Enfin, la SA [13] soutient qu’il appartenait à la [7] au regard des circonstances accidentelles tragiques et de la difficulté d’ordre médical concernant l’origine du décès de la victime, d’enquêter et ce conformément aux dispositions de l’article L. 442-4 du code de la sécurité sociale.
Il est toutefois constant qu’en l’espèce, la [9] a diligenté une enquête contradictoire, et il n’est pas contesté que l’employeur a pu consulter l’entier dossier de M. [M] [N] mis à disposition par la caisse.
Ce faisant, la [7], qui n’avait pas à procéder à de plus amples investigations notamment de nature médicale sur les causes du décès, n’a pas violé le principe du contradictoire.
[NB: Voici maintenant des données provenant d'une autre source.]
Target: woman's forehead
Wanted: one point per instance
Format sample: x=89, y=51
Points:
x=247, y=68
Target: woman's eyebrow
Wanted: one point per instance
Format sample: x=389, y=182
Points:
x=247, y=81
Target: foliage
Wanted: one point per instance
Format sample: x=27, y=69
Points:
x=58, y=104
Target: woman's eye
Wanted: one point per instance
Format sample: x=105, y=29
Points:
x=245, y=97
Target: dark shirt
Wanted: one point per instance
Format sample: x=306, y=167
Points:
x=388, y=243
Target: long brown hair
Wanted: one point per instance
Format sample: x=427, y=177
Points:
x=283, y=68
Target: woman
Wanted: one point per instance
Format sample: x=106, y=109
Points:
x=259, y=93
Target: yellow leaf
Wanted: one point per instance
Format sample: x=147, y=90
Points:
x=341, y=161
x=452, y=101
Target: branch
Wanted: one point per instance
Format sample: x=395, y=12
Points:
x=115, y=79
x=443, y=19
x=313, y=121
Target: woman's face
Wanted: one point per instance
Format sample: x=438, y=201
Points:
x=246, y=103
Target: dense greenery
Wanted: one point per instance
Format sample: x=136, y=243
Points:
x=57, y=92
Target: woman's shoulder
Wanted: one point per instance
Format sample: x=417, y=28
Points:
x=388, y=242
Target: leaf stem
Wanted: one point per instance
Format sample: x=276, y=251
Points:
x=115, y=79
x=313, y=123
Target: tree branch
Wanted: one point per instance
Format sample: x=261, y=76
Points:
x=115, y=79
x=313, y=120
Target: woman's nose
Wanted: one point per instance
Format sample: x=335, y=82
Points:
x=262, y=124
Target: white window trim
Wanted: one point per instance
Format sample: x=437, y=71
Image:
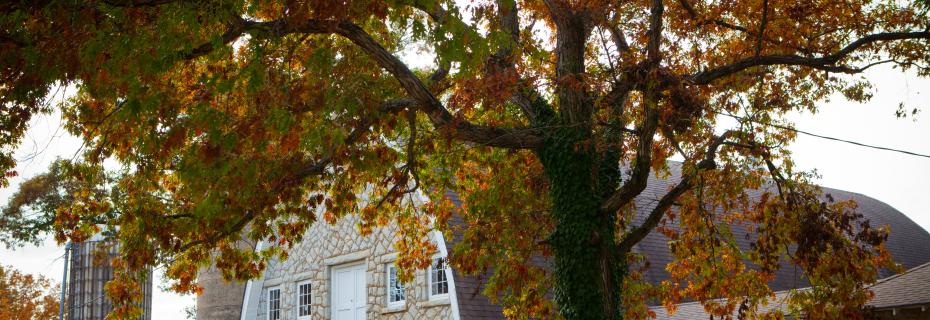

Par conséquent, il y a lieu de débouter la SA [13] de sa demande en inopposabilité concernant la décision de la [9] du 09 février 2022 relative à la prise en charge de l’accident du travail mortel du 25 octobre 2021 de M. [M] [N].
Sur les dépens
Aux termes de l’article 696 du code de procédure civile, la partie perdante est condamnée aux dépens, à moins que le juge, par décision motivée, n’en mette la totalité ou une fraction à la charge d’une autre partie. Les conditions dans lesquelles il peut être mis à la charge d’une partie qui bénéficie de l’aide juridictionnelle tout ou partie des dépens de l’instance sont fixées par les dispositions de la loi n° 91-647 du 10 juillet 1991 et du décret n° 2020-1717 du 28 décembre 2020.
La SA [13] succombant, elle sera condamnée aux entiers dépens de l’instance.
Sur les frais irrépétibles
Aux termes de l’article 700 du code de procédure civile, le juge condamne la partie tenue aux dépens ou qui perd son procès à payer à l’autre partie la somme qu’il détermine, au titre des frais exposés et non compris dans les dépens.
La SA [13] succombant elle sera déboutée de sa demande au titre de l’article 700 du code de procédure civile.
PAR CES MOTIFS
Le tribunal judicaire d’Arras, après débats en audience publique, statuant par jugement contradictoire en premier ressort mis à disposition au greffe,
DÉBOUTE la SA [13] de sa demande en inopposabilité concernant la décision de la [9] du 09 février 2022 relative à la prise en charge de l’accident de travail mortel dont a été victime M. [M] [N] le 25 octobre 2021 ;
CONDAMNE la SA [13] aux dépens ;
DEBOUTE la SA [13] de sa demande fondée sur l’article 700 du code de procédure civile ;
RAPPELLE que le délai pour interjeter appel est, à peine de forclusion, d’un mois, à compter de la notification de la présente décision (article 538 du code de procédure civile). L’appel est à adresser à la Cour d’Appel d'[Localité 4] – [Adresse 1].
Ainsi jugé et prononcé par mise à disposition au greffe les jour, mois et an susdits.